Kumar and colleagues conducted DNA deep sequencing of the bacteria genomes to identify not just the types of microbes living in those mouths, but also what their functions were.
The profile of the oral microbiome in the vapers who had never smoked, who were young (age 21-35) and healthy and had used e-cigarettes for four to 12 months, was startling to the researchers.

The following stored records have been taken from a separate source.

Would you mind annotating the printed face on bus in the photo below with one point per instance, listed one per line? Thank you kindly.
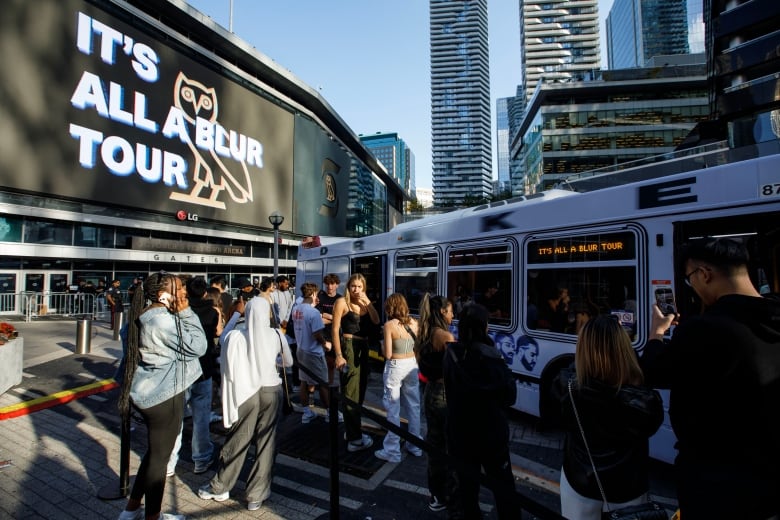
(528, 350)
(331, 288)
(506, 345)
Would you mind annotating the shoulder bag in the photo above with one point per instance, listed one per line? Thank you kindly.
(647, 511)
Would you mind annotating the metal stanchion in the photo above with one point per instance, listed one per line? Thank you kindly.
(119, 319)
(113, 491)
(83, 336)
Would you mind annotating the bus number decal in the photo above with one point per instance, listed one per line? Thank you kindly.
(769, 190)
(666, 193)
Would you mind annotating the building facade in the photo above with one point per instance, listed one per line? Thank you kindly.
(145, 137)
(460, 101)
(743, 59)
(502, 145)
(625, 115)
(560, 41)
(638, 30)
(396, 156)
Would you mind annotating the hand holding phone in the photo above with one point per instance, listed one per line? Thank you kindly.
(664, 298)
(165, 298)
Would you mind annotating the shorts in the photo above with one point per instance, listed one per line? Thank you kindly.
(316, 364)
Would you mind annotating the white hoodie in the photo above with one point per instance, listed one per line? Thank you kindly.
(248, 359)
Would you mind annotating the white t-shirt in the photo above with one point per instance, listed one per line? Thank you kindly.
(307, 322)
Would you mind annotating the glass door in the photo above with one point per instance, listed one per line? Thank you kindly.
(8, 296)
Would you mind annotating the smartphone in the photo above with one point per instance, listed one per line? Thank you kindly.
(664, 298)
(165, 298)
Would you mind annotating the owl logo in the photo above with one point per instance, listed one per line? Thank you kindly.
(194, 100)
(330, 206)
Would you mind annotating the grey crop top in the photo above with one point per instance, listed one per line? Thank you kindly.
(403, 346)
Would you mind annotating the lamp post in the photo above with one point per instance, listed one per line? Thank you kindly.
(276, 220)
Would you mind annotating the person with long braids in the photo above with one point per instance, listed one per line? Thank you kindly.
(435, 319)
(353, 317)
(164, 341)
(480, 389)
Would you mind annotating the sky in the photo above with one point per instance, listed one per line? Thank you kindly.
(370, 59)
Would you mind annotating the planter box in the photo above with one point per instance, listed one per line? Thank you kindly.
(11, 357)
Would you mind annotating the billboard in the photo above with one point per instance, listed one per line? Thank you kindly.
(94, 109)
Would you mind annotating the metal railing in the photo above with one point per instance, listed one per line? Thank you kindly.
(31, 305)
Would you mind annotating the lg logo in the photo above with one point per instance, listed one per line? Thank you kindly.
(182, 215)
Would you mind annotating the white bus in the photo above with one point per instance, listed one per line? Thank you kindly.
(611, 251)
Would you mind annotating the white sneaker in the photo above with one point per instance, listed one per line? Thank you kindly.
(414, 450)
(365, 442)
(389, 457)
(206, 493)
(341, 418)
(138, 514)
(308, 416)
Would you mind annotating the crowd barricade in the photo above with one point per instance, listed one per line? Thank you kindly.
(39, 304)
(522, 501)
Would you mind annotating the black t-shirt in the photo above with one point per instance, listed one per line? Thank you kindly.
(115, 294)
(325, 306)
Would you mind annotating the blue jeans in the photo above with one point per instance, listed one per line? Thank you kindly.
(199, 398)
(402, 390)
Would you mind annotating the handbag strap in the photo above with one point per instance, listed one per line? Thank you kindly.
(587, 448)
(409, 330)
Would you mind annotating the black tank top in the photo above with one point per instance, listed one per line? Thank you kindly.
(430, 362)
(350, 323)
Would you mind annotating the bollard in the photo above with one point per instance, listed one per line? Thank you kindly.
(119, 318)
(83, 336)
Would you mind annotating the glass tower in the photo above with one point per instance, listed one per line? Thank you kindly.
(460, 101)
(638, 30)
(502, 143)
(560, 41)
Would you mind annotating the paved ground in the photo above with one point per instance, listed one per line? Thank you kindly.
(56, 461)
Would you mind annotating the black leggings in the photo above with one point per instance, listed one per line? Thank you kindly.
(163, 422)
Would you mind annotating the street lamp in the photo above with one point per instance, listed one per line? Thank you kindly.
(276, 220)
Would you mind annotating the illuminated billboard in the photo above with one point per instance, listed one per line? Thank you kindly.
(94, 109)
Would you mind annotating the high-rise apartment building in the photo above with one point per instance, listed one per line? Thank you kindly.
(502, 144)
(396, 156)
(460, 100)
(560, 41)
(638, 30)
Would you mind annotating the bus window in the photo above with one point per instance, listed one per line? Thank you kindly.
(416, 274)
(567, 286)
(482, 275)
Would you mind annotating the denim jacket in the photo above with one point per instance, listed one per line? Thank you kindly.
(167, 366)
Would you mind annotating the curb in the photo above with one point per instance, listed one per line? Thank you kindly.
(48, 401)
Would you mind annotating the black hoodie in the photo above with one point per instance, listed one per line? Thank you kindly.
(723, 369)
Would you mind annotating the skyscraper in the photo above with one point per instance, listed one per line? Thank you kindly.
(460, 100)
(502, 143)
(560, 41)
(396, 156)
(638, 30)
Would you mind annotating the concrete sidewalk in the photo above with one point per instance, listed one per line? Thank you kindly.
(61, 457)
(56, 461)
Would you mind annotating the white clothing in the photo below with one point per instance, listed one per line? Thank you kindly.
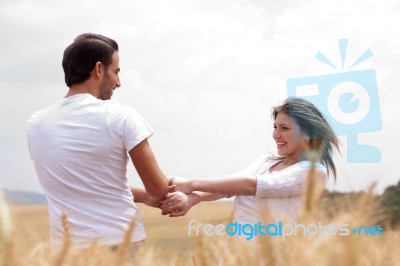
(80, 147)
(278, 192)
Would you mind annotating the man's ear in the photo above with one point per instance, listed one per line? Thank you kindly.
(98, 70)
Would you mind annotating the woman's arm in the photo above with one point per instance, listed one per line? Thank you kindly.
(227, 186)
(278, 184)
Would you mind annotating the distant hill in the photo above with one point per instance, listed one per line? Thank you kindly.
(16, 197)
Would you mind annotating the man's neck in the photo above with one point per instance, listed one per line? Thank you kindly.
(82, 88)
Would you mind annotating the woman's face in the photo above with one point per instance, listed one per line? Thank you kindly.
(288, 137)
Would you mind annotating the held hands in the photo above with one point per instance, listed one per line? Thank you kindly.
(177, 203)
(182, 184)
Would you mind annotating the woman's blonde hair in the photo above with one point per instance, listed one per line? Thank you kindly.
(320, 135)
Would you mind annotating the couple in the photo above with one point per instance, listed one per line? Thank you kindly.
(81, 145)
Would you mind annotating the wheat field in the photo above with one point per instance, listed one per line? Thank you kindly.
(168, 243)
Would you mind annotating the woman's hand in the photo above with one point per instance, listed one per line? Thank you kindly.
(182, 184)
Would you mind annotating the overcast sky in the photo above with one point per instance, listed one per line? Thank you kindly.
(204, 74)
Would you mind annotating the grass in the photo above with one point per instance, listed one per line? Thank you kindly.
(168, 242)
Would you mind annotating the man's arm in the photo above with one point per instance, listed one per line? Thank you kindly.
(140, 195)
(154, 181)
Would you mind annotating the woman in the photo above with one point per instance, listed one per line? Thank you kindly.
(271, 183)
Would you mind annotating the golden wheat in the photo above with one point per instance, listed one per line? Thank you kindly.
(322, 250)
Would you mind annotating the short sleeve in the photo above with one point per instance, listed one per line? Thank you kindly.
(286, 183)
(129, 126)
(136, 129)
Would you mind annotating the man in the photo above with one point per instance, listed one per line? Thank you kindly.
(80, 148)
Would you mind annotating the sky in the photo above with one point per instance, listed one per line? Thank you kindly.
(205, 75)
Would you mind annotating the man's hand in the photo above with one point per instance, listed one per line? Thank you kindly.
(176, 204)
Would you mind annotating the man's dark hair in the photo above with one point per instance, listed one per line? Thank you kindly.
(83, 54)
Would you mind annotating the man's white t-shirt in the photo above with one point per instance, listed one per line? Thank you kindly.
(80, 147)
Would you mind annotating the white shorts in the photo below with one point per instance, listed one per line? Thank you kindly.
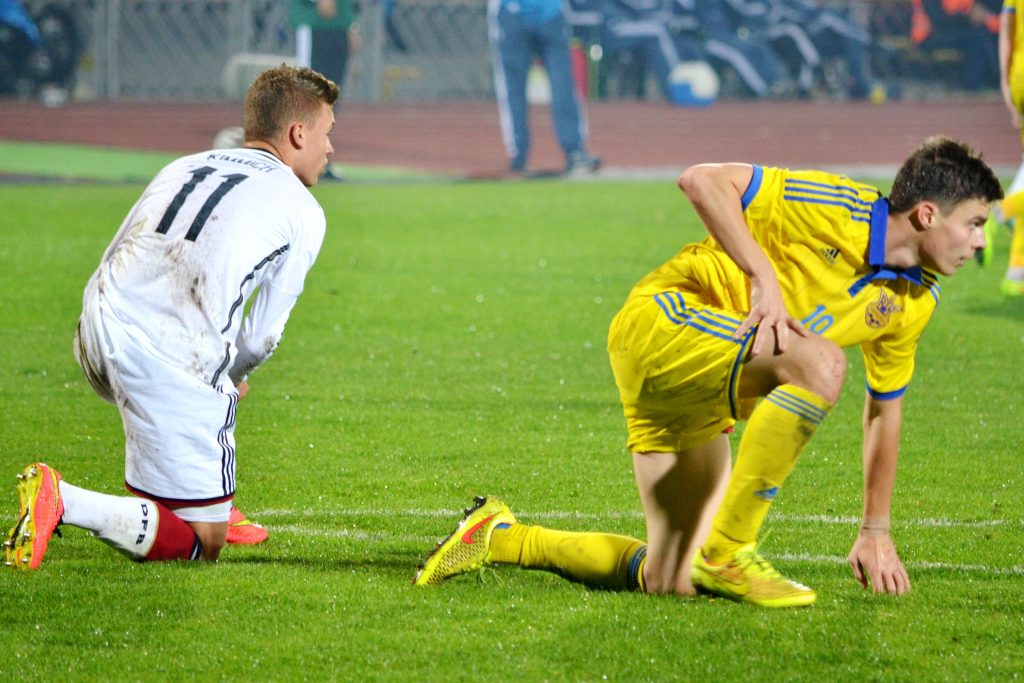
(179, 431)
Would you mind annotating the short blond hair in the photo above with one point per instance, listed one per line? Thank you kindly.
(284, 94)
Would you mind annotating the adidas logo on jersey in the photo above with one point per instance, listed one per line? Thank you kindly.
(828, 254)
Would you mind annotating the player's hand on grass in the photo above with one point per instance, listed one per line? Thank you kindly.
(769, 313)
(877, 565)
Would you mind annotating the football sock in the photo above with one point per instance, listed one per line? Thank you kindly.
(777, 431)
(140, 528)
(1016, 267)
(1013, 205)
(598, 560)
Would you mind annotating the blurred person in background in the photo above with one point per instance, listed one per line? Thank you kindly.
(1012, 85)
(969, 27)
(520, 31)
(326, 34)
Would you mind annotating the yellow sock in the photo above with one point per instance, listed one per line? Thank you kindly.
(598, 560)
(1017, 245)
(1013, 206)
(777, 431)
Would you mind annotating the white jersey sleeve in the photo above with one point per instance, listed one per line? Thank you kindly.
(208, 231)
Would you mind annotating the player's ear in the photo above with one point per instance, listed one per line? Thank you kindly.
(297, 134)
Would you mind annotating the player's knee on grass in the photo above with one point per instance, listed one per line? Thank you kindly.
(812, 363)
(824, 371)
(213, 536)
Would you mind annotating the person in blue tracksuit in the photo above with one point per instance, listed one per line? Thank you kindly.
(520, 31)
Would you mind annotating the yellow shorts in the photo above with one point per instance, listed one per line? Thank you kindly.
(677, 368)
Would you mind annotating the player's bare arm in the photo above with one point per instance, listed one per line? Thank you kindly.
(873, 557)
(716, 191)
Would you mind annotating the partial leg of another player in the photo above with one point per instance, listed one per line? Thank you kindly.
(141, 528)
(680, 494)
(489, 534)
(800, 387)
(244, 531)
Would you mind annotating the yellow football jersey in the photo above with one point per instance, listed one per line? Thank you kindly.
(825, 236)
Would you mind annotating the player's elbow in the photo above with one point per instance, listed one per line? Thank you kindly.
(692, 178)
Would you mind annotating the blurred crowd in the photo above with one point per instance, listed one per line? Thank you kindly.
(751, 48)
(791, 48)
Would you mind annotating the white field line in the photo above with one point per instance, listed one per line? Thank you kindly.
(954, 566)
(427, 541)
(455, 515)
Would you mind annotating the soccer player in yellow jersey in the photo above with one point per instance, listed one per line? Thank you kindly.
(1012, 82)
(798, 264)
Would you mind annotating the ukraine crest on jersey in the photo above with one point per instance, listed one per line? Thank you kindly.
(825, 236)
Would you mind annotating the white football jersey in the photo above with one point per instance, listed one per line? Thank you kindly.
(209, 230)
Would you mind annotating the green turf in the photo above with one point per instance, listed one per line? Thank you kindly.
(450, 343)
(79, 162)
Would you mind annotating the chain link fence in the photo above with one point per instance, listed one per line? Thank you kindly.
(416, 50)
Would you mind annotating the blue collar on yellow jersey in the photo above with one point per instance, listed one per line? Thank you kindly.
(877, 252)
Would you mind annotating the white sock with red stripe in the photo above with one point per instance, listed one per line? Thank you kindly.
(140, 528)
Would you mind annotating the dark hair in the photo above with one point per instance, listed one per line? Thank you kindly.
(283, 94)
(944, 171)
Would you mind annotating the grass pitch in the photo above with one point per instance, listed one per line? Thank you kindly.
(451, 342)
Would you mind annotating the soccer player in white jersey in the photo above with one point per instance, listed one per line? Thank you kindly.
(163, 334)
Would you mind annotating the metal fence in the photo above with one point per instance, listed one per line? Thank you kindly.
(427, 49)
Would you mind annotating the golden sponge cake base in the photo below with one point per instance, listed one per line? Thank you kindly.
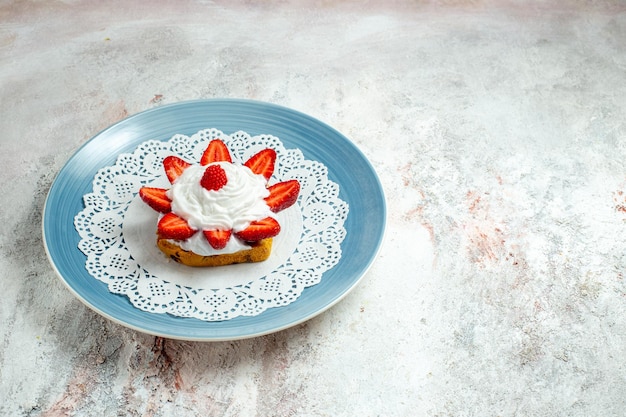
(258, 252)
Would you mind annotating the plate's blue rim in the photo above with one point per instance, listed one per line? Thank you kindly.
(287, 324)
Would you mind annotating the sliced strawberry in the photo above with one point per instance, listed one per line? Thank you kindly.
(174, 166)
(217, 238)
(282, 195)
(156, 198)
(173, 227)
(215, 152)
(261, 229)
(214, 177)
(262, 162)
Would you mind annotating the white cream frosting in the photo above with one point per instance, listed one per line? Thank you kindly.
(234, 206)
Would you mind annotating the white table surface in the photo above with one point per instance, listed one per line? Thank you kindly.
(498, 132)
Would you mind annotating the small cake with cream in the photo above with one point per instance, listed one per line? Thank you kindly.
(217, 212)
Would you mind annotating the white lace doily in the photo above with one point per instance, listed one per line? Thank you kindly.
(118, 234)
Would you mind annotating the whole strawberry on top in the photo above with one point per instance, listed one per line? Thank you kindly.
(218, 212)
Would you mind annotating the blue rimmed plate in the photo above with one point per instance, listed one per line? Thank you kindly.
(347, 166)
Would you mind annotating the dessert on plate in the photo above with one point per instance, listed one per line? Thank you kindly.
(218, 212)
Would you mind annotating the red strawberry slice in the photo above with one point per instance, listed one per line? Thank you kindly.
(156, 198)
(262, 162)
(261, 229)
(214, 178)
(174, 166)
(172, 226)
(217, 238)
(282, 195)
(215, 152)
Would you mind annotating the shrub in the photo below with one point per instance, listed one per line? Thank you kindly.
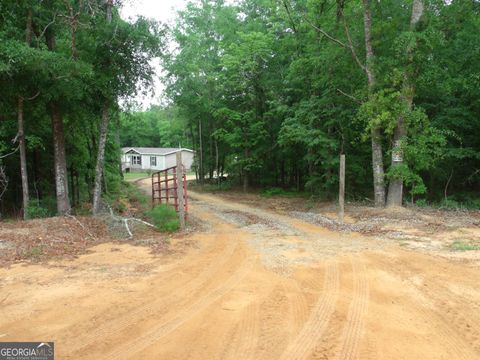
(165, 218)
(421, 203)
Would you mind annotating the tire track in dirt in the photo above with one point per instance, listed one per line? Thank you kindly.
(299, 308)
(245, 337)
(355, 327)
(304, 344)
(443, 327)
(141, 342)
(194, 284)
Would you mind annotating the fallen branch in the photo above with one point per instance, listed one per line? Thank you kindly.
(126, 220)
(83, 226)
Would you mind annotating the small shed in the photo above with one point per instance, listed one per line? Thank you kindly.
(146, 158)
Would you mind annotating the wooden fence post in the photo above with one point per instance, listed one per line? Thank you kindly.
(180, 194)
(341, 190)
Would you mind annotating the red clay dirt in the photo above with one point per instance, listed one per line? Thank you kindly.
(256, 284)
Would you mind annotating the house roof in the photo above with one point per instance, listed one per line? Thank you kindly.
(154, 151)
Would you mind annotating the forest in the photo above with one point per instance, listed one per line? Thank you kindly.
(267, 92)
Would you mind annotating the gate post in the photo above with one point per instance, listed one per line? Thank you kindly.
(180, 192)
(341, 190)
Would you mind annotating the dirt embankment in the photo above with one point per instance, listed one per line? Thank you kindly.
(255, 284)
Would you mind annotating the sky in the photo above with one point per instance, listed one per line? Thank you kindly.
(162, 10)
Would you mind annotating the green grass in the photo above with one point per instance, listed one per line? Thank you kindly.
(132, 176)
(463, 246)
(165, 218)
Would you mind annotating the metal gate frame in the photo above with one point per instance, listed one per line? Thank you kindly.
(168, 192)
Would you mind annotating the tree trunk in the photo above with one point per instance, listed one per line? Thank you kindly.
(99, 178)
(21, 132)
(246, 174)
(117, 142)
(72, 186)
(97, 190)
(23, 156)
(61, 181)
(395, 188)
(377, 154)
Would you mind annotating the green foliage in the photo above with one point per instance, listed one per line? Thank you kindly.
(165, 218)
(37, 210)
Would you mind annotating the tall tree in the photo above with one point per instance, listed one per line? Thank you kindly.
(395, 189)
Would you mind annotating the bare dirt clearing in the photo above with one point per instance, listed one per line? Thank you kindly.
(255, 284)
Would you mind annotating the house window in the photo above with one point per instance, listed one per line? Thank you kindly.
(136, 160)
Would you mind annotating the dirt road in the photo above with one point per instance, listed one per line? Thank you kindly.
(253, 285)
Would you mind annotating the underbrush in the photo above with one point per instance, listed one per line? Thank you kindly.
(130, 200)
(464, 246)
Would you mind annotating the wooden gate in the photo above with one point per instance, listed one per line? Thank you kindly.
(165, 186)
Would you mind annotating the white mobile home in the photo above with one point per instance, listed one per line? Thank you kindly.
(141, 158)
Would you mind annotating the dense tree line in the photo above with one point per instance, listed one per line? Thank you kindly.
(272, 91)
(64, 67)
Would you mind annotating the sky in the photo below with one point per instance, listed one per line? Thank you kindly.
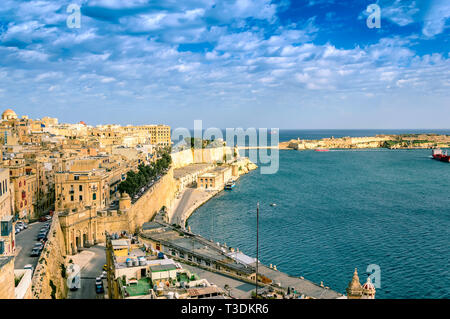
(239, 63)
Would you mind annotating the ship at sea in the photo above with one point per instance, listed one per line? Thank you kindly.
(441, 156)
(230, 185)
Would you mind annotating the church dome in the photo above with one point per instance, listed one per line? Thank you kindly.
(354, 289)
(368, 286)
(9, 114)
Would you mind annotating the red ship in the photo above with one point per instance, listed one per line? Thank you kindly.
(440, 156)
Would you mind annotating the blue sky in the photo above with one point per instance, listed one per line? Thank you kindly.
(238, 63)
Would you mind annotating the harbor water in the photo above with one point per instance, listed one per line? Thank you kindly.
(340, 210)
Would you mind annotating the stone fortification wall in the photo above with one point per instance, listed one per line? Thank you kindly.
(198, 156)
(47, 281)
(146, 207)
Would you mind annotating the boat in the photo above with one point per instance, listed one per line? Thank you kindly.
(440, 156)
(230, 185)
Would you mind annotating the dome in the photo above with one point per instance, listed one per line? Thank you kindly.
(9, 114)
(354, 287)
(368, 285)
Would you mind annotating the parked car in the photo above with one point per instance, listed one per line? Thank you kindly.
(99, 289)
(35, 252)
(22, 225)
(29, 266)
(38, 245)
(41, 236)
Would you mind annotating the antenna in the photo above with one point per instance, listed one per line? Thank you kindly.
(257, 247)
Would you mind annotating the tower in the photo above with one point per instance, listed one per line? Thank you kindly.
(354, 289)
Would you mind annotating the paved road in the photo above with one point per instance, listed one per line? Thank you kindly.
(89, 272)
(183, 205)
(25, 241)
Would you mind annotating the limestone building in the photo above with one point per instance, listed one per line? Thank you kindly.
(357, 291)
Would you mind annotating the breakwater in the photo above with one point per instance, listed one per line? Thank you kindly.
(340, 210)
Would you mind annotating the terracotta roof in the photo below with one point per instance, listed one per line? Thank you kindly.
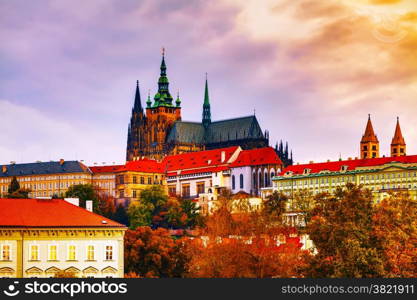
(48, 213)
(335, 166)
(143, 165)
(201, 159)
(105, 169)
(199, 170)
(254, 157)
(398, 138)
(369, 135)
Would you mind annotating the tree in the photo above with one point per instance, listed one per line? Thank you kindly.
(243, 244)
(341, 229)
(156, 209)
(153, 253)
(84, 192)
(395, 227)
(15, 191)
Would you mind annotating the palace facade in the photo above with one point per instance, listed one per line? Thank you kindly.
(381, 175)
(41, 237)
(160, 131)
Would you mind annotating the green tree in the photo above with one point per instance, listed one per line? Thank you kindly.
(84, 192)
(341, 229)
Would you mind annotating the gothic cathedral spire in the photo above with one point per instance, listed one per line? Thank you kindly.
(398, 146)
(369, 147)
(206, 107)
(137, 107)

The most concerning characteristics were the levels of stress in the microbial community, which were detected by the activation of genes that contribute to the creation of a mucus-like slime layer surrounding bacterial communities. The immune system is used to seeing assembled bacteria look like clearly defined communities, but Kumar said that in e-cigarette users, these communities cloaked in slime look like foreign invaders and trigger a destructive inflammatory response.
She said this change in the microbial landscape – accompanied by higher levels of proteins in vapers’ mouths that signaled the immune system was on standby to activate and produce inflammation – exponentially increases the likelihood for disease.
“The reason we’re all healthy is because our immune system has recognized these bacteria and their functions since birth and has established a sense of harmony,” Kumar said. “The problem is when you throw a curve ball with an environmental shift like this, your immune system doesn’t recognize the bacteria as friends anymore. You have to call the police on them, and that causes a huge inflammatory response.”
After that finding, Kumar and colleagues hoped to find that people who had replaced or supplemented cigarette smoking with vaping might be better off using e-cigarettes. Instead, they found that people who had traded cigarettes for a vape pen had a more vape-driven microbial profile.
“And if you smoked and vaped at the same time, which of these two effects overwhelms your system? It was vape,” Kumar said.
A longer duration of the vapers’ habit, with or without the use of nicotine or flavoring agents, made the oral conditions more severe.
Knowing the bacteria samples represented a snapshot of a person’s oral environment, the scientists used a “fake mouth” to validate what they had found in the human participants. They created conditions simulating normal oral bacteria in artificial saliva and introduced a vape cloud or clean air to the fake mouth.
The presence of e-cigarette aerosol set in motion development of the more harmful bacterial profile seen in human vapers’ mouths. And the nicotine-free aerosol consisting of glycerol and glycol, viscous sugar alcohol fluids that generate the cloud when vapers exhale, functioned as a nutrition source to fuel the altered oral environment.
“To mimic a smoking effect, the glycerol-glycol combination holds the nicotine to your throat to give you that sensation of a nicotine hit, and it produces a giant vapor cloud. It’s a very essential component of vaping,” Kumar said. “I’m not saying nicotine is good for you. But even without the nicotine, vaping has a pretty large impact on the bacterial communities our bodies have regarded as friends.”
This work was supported by grants from the National Institutes of Health and the U.S. Food and Drug Administration.
Co-authors include first author Sukirth Ganesan, a former graduate student in Kumar’s lab and now an assistant professor at the University of Iowa, and Shareef Dabdoub, Haikady Nagaraja, Michelle Scott, Surya Pamulapati, Micah Berman, Peter Shields and Mary Ellen Wewers, all at Ohio State.